Ironically, a silver lining in all this is that Putin will be loving this - he may be promoting it to an extent through his agents in Ukraine. But political chaos and disorder in Ukraine plays well for him in his own elections. That means no need for more near term Russian military intervention in Ukraine. This actually extends the window for Ukraine to get on with reform.
I would not be surprised to see Poroshenko using all this to take out political enemies (Saakashvili would already argue he has been targetted as was Andrey Sadoviy in the Lviv waste scandal) and go for early elections in early 2018. He has a war chest of cash, market access, and just hiked pensions while holding gas prices unchanged against the best advice of the IMF. The longer he leaves all this, the more likely frustration will grow with the tepid State of the economic recovery and failure to hold people to account for corruption.
The problem for the West in all this is they simply don’t know who to back in Ukraine anymore - who are the good guys?
I would argue that the anti corruption agenda should be centre stage - and while we may not agree with Saakashvili‘s tactics he is right for calling out failings therein - and surely the battle between the PGO and NABU is now at a critical point.
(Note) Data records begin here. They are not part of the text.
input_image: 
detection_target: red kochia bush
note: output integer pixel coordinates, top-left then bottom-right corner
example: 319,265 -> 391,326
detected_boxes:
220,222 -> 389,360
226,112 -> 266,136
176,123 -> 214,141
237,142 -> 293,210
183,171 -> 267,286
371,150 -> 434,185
So the good guys are whoever is fighting the good fight against corruption.
As I have long argued, Ukraine cannot succeed economically unless it addresses corruption head on, as foreign and domestic investment will not flow until rule of law is demonstrated in Ukraine (albeit ironically many argue Saakashvili’s actions themselves are subverting the rule of law he argues he is trying to support). And a strong economy ultimately is the best assurance of sovereignty for Ukraine, against the continued threats in the East.
Timothy Ash is senior sovereign analyst for Blue Bay Asset Management in London.